Le repas fini, Catherine l’arrêta entre deux portes. Mademoiselle voulait, absolument, le voir. Elle l’attendait dans le jardin. Il sortit, enjamba la haie, et, tout en se cognant aux arbres quelque peu, se dirigea vers la maison de M. Roque. Des lumières brillaient à une fenêtre au second étage ; puis une forme apparut dans les ténèbres, et une voix chuchota :

— « C’est moi. »

Elle lui sembla plus grande qu’à l’ordinaire, à cause de sa robe noire, sans doute. Ne sachant par quelle phrase l’aborder, il se contenta de lui prendre les mains, en soupirant :

— « Ah ! ma pauvre Louise ! »

Elle ne répondit pas. Elle le regarda profondément, pendant longtemps. Frédéric avait peur de manquer la voiture ; il croyait entendre un roulement tout au loin, et, pour en finir :

— « Catherine m’a prévenu que tu avais quelque chose… »

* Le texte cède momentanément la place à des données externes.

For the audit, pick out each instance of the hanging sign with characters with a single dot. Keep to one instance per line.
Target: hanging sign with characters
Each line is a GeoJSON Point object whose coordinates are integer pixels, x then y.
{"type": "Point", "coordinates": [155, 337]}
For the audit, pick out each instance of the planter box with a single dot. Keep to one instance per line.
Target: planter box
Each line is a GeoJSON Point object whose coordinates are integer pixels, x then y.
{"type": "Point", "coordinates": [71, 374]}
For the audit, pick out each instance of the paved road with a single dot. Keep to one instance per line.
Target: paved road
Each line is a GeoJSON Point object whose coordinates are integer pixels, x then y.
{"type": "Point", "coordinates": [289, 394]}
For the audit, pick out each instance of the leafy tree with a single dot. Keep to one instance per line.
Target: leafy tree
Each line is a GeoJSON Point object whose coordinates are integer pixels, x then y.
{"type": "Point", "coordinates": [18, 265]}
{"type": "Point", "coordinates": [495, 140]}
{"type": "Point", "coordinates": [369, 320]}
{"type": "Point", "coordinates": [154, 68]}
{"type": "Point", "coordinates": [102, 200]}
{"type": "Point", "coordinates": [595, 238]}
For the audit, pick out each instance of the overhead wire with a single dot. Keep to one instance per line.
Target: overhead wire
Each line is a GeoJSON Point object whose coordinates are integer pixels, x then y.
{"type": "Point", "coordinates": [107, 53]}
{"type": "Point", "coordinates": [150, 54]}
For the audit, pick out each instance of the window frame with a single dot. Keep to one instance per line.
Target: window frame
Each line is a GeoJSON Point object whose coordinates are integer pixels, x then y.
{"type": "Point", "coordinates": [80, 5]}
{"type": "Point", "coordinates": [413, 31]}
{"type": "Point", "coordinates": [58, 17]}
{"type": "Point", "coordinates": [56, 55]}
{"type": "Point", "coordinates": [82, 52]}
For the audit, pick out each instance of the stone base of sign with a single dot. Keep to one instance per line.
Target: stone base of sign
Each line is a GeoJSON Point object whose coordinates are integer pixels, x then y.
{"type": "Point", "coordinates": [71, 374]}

— « Oui, c’est vrai ! je voulais vous dire… »

Ce vous l’étonna ; et, comme elle se taisait encore :

— « Eh bien, quoi ? »

— « Je ne sais plus. J’ai oublié ! Est-ce vrai que vous partez ? »

— « Oui, tout à l’heure. »

Elle répéta :

— « Ah ! tout à l’heure ?… tout à fait ?… nous ne nous reverrons plus ? »

Des sanglots l’étouffaient.

— « Adieu ! adieu ! embrasse-moi donc ! »

Et elle le serra dans ses bras avec emportement.